Discrimination and Social Exclusion


Discrimination against Afghan refugees is deeply entrenched in Pakistani society. Refugees frequently encounter xenophobia and hostility, exacerbated by political rhetoric that scapegoats them for economic and security issues. This social exclusion extends to the labour market, where refugees are often relegated to low-paying, informal jobs with little to no labour protections. Women and children are particularly vulnerable, facing gender-based violence, exploitation, and limited access to education and healthcare.

According to UN Human Rights Chief Volker Türk, the crackdown on Afghan refugees in the past years has intensified these challenges, with women and children suffering disproportionately. They often face harassment and arbitrary detention, compounding their already precarious situation and limiting their ability to seek safety and stability.

Access to Education and Healthcare

The right to education is a distant dream for many Afghan refugee children in Pakistan. Overcrowded and under-resourced schools struggle to accommodate them, leading to high dropout rates and a lack of educational opportunities. A recent survey conducted by Save the Children found that nearly 65% of the 250,000 children who returned to Afghanistan from Pakistan are no longer attending school, primarily due to the absence of necessary enrollment documents. Similarly, access to healthcare is severely restricted, with refugees often facing discrimination and exorbitant costs in public and private healthcare facilities. The COVID-19 pandemic has only exacerbated these challenges, highlighting the critical need for inclusive policies and support systems.

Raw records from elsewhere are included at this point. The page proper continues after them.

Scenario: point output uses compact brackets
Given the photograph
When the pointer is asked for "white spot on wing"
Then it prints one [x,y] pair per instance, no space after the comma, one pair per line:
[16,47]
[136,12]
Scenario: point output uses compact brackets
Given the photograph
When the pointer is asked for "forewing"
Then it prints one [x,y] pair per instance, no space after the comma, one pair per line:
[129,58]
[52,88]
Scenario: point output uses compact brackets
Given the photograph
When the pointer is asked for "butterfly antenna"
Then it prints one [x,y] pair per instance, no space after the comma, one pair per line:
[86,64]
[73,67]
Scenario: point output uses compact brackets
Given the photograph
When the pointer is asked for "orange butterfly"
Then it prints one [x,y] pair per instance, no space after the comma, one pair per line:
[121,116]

Recent Escalation of Abuses

Since mid-September 2023, Pakistani authorities have escalated their campaign against Afghan refugees. Over 375,000 Afghans have been forced to return to Afghanistan, with many facing life-threatening conditions upon arrival. The Pakistani police have carried out mass detentions and night raids and have destroyed identity documents, making it nearly impossible for refugees to claim their rights or seek asylum. Police have also been reported to demand bribes, confiscate property, and bulldoze homes, with women facing additional threats of sexual harassment and assault.

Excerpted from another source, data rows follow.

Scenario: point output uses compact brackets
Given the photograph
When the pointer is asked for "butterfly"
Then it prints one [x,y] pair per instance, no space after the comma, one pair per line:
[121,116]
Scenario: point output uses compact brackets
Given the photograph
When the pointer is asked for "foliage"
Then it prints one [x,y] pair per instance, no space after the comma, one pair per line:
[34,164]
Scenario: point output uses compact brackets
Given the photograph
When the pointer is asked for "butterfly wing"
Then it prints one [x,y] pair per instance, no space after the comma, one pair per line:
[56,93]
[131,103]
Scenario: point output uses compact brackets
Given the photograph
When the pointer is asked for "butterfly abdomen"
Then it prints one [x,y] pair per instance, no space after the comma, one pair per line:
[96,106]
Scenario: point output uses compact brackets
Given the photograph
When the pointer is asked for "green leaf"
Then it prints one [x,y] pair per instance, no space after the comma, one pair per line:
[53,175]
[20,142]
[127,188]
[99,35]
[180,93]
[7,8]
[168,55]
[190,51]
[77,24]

International Response and the Way Forward

The international community has a pivotal role to play in addressing the plight of Afghan refugees in Pakistan. Increased funding and resources are essential to support humanitarian aid, legal assistance, and integration programs. In a statement, Amnesty International declared that "Pakistan's 'Illegal Foreigners' Repatriation Plan" violates refugee and international human rights law. Therefore, there must be concerted efforts to pressure the Pakistani government to uphold the rights of refugees and implement policies that provide legal protection, access to services, and opportunities for self-reliance.

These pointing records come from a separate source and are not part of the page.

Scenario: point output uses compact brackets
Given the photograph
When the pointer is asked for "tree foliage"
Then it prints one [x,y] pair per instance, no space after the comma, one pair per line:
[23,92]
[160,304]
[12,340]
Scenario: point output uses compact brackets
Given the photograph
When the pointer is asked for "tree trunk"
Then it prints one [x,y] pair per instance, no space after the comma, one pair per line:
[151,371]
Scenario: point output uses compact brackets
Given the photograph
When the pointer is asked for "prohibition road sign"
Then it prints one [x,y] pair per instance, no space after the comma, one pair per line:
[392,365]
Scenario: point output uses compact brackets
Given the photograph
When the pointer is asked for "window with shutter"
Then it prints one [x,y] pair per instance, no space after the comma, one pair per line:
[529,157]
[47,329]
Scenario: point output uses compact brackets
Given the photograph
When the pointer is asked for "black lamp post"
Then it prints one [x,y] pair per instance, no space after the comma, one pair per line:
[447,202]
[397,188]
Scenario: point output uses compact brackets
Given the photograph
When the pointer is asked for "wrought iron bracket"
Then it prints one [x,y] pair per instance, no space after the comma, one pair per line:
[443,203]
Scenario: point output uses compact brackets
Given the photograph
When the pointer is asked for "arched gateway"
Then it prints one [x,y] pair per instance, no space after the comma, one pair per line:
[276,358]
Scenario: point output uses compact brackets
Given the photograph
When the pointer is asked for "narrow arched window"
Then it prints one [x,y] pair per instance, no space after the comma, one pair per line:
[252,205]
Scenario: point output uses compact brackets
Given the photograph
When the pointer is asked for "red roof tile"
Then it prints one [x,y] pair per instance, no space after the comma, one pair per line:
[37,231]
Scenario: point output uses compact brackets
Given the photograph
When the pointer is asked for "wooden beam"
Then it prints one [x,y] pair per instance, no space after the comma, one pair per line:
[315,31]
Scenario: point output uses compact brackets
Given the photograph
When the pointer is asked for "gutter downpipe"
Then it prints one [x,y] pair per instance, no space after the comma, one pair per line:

The human rights violations faced by Afghan refugees in Pakistan are a stark reminder of the urgent need for compassion, solidarity, and action. These individuals, who have endured unimaginable hardships, deserve the chance to live with dignity and hope. By shining a light on their struggles and advocating for their rights, we can help pave the way for a more just and humane response to one of the world's most protracted refugee crises.

Geneva International Center for Justice (GICJ) calls upon human rights organisations, policymakers, and the public not to remain passive in addressing the human rights abuses against Afghan refugees in Pakistan. It is imperative to challenge discriminatory policies, advocate for legal protections, and support initiatives that uphold the rights and dignity of refugees. By doing so, the international community can help alleviate the suffering of Afghan refugees and work towards a more just and humane global society.